Monday, Jun. 09, 1986

"We Have to Be in Space"

By Hugh Sidey

Bill Rogers knew what he had to do. He felt it in his gut, a gut conditioned by nearly 50 years at the center of public crises of one kind or another. He walked out of Ronald Reagan's office having agreed to run the Challenger investigation ("Because the President wanted me to do it . . . somebody had to") without a staff, office or any real technical expertise on space. But experience whispered to him.

"We had to establish congeniality in the commission," he said last week, looking back on four solid months of some of the most intensive work he has ever done. "We had to pick people who fit the work for the different parts of the investigation. We called on everyone. We listened to everybody. And they wrote the report. It may be a little uneven, but that is worth it.

"It was important to get started immediately, otherwise Congress would want to take the investigation over," continued Rogers, in his first public comments on his commission stewardship. He called a meeting of the group within hours, set the first hearings in a few days. Congress, which relishes such a spectacle, was for once almost speechless. Rogers' commission took the high public ground and never relinquished it.

In those early hours when there was talk of keeping the investigation secret, | Rogers quickly squelched the idea. Indeed, one of the first questions he asked the White House was if the President had any problems with "full disclosure." None, came the answer. "Otherwise it would have been a running sore," Rogers said. The wisdom in that decision was emphasized by Soviet secrecy in the Chernobyl accident.

Rogers desperately wanted to be able to pinpoint a cause of the Challenger explosion so the nation could move on in space. But he also knew that most investigations never arrive at firm conclusions.
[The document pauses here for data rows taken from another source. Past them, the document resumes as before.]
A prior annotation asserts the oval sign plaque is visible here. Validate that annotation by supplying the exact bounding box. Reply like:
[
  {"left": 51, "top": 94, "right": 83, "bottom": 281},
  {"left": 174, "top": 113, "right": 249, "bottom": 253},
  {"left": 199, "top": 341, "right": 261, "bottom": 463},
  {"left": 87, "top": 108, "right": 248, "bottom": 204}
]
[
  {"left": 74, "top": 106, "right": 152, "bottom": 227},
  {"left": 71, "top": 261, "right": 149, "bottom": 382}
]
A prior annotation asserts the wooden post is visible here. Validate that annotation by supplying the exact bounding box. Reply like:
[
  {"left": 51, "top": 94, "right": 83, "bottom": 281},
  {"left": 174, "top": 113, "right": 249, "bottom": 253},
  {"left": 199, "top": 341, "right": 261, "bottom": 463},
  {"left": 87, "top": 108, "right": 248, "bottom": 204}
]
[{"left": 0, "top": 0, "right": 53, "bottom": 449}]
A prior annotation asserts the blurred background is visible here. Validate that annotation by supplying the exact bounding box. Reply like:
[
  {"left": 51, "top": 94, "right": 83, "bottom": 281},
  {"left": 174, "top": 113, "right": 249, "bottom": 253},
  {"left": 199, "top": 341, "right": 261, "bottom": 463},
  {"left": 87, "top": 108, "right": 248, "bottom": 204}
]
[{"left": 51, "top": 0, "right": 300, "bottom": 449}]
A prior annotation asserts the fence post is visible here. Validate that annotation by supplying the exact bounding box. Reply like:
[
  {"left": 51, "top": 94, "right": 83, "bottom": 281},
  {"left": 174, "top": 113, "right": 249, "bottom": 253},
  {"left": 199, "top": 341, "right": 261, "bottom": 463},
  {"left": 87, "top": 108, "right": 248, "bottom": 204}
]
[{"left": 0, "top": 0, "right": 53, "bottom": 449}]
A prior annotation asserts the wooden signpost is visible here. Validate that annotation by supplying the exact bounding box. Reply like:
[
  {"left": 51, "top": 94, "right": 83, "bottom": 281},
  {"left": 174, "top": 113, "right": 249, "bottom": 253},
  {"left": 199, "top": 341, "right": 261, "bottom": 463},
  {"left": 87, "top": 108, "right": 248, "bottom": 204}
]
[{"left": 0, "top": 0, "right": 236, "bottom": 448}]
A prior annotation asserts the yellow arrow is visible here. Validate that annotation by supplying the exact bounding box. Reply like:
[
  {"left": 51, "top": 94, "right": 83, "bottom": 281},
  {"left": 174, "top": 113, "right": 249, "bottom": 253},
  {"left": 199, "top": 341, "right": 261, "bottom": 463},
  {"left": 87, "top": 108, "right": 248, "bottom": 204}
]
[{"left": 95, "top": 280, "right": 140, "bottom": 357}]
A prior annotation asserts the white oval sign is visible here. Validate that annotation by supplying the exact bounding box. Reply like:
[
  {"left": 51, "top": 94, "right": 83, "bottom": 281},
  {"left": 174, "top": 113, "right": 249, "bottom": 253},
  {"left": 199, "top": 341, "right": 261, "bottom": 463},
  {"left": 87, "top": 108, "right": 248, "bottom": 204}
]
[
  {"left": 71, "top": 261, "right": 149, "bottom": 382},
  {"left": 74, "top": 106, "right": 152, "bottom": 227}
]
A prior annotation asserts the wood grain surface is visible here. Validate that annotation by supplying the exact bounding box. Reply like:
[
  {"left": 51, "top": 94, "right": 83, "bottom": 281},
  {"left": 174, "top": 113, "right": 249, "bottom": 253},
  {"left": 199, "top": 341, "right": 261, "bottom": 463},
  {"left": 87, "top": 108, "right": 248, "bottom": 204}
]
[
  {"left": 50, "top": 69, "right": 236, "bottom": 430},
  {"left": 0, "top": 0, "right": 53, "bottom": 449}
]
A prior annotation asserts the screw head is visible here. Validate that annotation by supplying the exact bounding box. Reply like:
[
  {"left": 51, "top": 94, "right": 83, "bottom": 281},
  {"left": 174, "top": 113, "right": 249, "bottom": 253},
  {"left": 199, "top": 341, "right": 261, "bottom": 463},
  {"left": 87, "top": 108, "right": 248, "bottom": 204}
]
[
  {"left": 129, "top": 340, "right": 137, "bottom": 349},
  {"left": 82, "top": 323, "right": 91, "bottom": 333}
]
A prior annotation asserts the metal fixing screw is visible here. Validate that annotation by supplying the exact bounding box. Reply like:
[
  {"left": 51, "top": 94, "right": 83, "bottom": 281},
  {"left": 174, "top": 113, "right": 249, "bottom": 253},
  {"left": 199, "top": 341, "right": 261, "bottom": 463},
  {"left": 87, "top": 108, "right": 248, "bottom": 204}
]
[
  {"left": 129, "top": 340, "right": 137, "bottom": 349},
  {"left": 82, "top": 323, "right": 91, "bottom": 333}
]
Events and the nature of the tragedy played his way, however, and it became apparent in the first few days that a mechanical failure might prove to be the fault. Yet something nagged in the back of the lawyer's mind. When he heard that the technicians had based their O.K. for the shuttle flight on the premise that "there were no conclusive data against it," Rogers understood that there was a management problem behind the accident. Evidence that a rocket will work properly, not the absence of evidence against it, should be the basis of a flight decision. "When I heard that, I knew there was more than a mechanical failure," Rogers said. It was then he spoke out publicly, saying "the process may be flawed," words meticulously chosen so that no individual was blamed prematurely, but words that signaled a revolution for NASA.

Day after day Rogers made minor corrections in his commission's course, added and subtracted subtleties, coped with small explosions (Pilot Chuck Yeager's absence from commission meetings became a public issue). The commission's speed and competence have been praised on all sides. Rogers' experience is no small part of the success.
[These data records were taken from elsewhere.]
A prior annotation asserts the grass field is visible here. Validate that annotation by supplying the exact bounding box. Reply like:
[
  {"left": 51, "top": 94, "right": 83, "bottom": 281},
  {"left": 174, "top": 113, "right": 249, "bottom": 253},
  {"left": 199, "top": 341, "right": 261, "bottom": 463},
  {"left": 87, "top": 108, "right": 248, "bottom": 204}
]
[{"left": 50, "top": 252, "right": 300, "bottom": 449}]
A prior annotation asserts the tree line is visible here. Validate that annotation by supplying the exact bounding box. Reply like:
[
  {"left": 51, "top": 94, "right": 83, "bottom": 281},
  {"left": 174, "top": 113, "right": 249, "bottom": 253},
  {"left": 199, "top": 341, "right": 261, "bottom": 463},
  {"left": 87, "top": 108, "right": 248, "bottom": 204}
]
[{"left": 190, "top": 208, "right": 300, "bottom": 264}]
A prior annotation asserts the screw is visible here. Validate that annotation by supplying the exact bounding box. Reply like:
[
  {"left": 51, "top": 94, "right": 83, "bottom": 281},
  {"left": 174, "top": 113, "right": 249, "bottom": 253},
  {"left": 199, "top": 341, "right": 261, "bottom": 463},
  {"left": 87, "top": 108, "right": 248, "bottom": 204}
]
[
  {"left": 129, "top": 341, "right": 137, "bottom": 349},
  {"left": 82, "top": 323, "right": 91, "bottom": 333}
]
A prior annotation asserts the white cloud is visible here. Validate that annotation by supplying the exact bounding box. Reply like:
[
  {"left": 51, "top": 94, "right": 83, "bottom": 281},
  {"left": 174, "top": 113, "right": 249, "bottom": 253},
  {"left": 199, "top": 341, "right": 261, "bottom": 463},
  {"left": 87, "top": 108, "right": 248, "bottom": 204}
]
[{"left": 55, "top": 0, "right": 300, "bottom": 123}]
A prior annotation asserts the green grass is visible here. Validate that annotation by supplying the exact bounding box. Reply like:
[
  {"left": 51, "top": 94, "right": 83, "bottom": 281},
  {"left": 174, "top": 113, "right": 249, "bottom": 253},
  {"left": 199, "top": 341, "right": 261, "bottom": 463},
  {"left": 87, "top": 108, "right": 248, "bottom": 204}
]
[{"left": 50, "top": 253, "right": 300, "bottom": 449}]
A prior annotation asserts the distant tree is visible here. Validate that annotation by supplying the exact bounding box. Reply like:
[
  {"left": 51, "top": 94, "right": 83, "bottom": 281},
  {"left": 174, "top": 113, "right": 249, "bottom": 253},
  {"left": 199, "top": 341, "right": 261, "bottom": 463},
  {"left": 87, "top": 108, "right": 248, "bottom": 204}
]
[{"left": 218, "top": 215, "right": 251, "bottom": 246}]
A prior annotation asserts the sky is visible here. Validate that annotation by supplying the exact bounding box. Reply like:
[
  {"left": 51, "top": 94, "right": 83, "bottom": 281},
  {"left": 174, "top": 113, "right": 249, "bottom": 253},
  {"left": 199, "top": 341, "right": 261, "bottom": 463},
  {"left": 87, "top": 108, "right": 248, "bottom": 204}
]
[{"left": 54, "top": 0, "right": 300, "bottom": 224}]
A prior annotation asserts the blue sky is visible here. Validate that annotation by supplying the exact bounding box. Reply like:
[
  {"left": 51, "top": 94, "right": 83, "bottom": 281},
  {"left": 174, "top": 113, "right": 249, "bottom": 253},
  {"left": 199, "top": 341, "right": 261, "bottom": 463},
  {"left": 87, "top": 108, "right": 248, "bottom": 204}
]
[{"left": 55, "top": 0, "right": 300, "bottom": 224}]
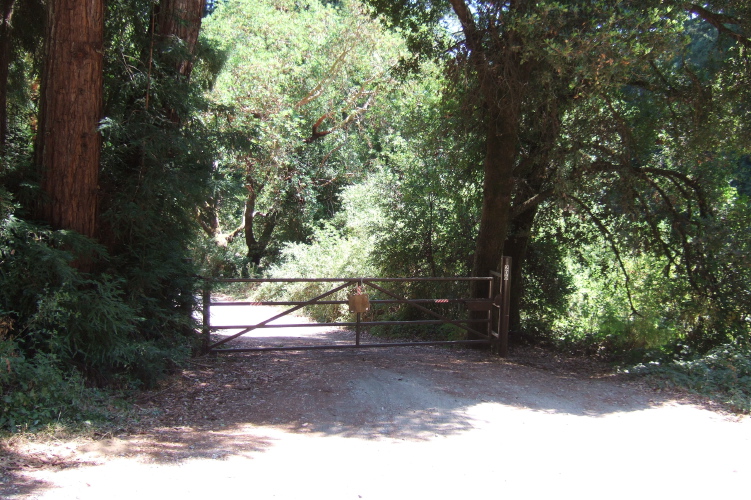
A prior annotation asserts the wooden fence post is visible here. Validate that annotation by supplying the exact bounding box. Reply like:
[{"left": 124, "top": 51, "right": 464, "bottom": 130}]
[
  {"left": 201, "top": 280, "right": 211, "bottom": 353},
  {"left": 498, "top": 257, "right": 511, "bottom": 358}
]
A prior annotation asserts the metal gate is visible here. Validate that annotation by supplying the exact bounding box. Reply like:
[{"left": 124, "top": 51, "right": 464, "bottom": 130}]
[{"left": 202, "top": 257, "right": 511, "bottom": 357}]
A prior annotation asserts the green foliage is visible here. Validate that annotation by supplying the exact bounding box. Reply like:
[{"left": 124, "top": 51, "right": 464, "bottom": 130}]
[
  {"left": 255, "top": 182, "right": 378, "bottom": 321},
  {"left": 201, "top": 0, "right": 408, "bottom": 266},
  {"left": 0, "top": 344, "right": 90, "bottom": 432},
  {"left": 627, "top": 339, "right": 751, "bottom": 413}
]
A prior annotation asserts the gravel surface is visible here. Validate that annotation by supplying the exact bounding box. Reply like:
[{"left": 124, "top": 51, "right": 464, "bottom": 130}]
[{"left": 0, "top": 308, "right": 751, "bottom": 500}]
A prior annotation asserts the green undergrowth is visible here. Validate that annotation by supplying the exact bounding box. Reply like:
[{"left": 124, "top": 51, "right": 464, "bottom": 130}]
[{"left": 625, "top": 340, "right": 751, "bottom": 413}]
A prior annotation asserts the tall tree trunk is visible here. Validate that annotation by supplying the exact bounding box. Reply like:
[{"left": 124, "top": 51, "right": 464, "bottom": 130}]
[
  {"left": 472, "top": 115, "right": 517, "bottom": 286},
  {"left": 244, "top": 184, "right": 278, "bottom": 265},
  {"left": 35, "top": 0, "right": 104, "bottom": 237},
  {"left": 0, "top": 0, "right": 15, "bottom": 154},
  {"left": 157, "top": 0, "right": 206, "bottom": 77},
  {"left": 504, "top": 207, "right": 537, "bottom": 338},
  {"left": 468, "top": 115, "right": 517, "bottom": 339}
]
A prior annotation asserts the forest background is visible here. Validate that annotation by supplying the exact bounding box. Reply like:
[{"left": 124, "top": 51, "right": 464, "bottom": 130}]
[{"left": 0, "top": 0, "right": 751, "bottom": 431}]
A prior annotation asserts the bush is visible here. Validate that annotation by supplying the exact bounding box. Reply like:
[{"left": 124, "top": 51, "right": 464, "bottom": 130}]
[
  {"left": 0, "top": 339, "right": 101, "bottom": 431},
  {"left": 628, "top": 340, "right": 751, "bottom": 413}
]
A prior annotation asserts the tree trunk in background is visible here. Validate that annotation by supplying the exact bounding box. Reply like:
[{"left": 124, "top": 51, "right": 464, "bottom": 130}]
[
  {"left": 504, "top": 207, "right": 537, "bottom": 338},
  {"left": 156, "top": 0, "right": 206, "bottom": 77},
  {"left": 0, "top": 0, "right": 15, "bottom": 154},
  {"left": 35, "top": 0, "right": 104, "bottom": 238}
]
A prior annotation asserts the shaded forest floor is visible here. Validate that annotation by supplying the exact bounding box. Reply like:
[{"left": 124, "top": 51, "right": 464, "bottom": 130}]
[{"left": 0, "top": 306, "right": 751, "bottom": 500}]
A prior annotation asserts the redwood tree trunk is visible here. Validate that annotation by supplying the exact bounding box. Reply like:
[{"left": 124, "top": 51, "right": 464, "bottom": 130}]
[
  {"left": 0, "top": 0, "right": 15, "bottom": 154},
  {"left": 472, "top": 117, "right": 517, "bottom": 286},
  {"left": 36, "top": 0, "right": 104, "bottom": 237},
  {"left": 157, "top": 0, "right": 206, "bottom": 77},
  {"left": 504, "top": 207, "right": 537, "bottom": 333}
]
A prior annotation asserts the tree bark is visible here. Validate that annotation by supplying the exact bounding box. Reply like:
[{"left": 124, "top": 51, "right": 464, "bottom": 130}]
[
  {"left": 35, "top": 0, "right": 104, "bottom": 238},
  {"left": 0, "top": 0, "right": 15, "bottom": 154},
  {"left": 504, "top": 207, "right": 537, "bottom": 338},
  {"left": 157, "top": 0, "right": 206, "bottom": 78}
]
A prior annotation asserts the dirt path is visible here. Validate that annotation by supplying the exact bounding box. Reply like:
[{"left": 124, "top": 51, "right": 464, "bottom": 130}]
[{"left": 0, "top": 306, "right": 751, "bottom": 500}]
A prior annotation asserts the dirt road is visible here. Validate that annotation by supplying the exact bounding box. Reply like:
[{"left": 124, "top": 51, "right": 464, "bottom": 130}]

He was one of Tom Dewey's young prosecutors in New York before World War II, counsel for Senate postwar investigations of Truman-era scandals. He was the young G.O.P. lawyer who won seating of Eisenhower's contested convention delegates in 1952, thereby assuring Ike the nomination. Rogers helped Nixon through the Checkers crisis, counseled the shaken Vice President when Ike had his heart attack in 1955. Rogers was Attorney General for Ike and Secretary of State for Nixon. His public career rivals almost any other living person's, but he never sought acclaim.

His hope now: "We have to be in space. We've got to get NASA going again. And we've got to get everybody in the nation behind them."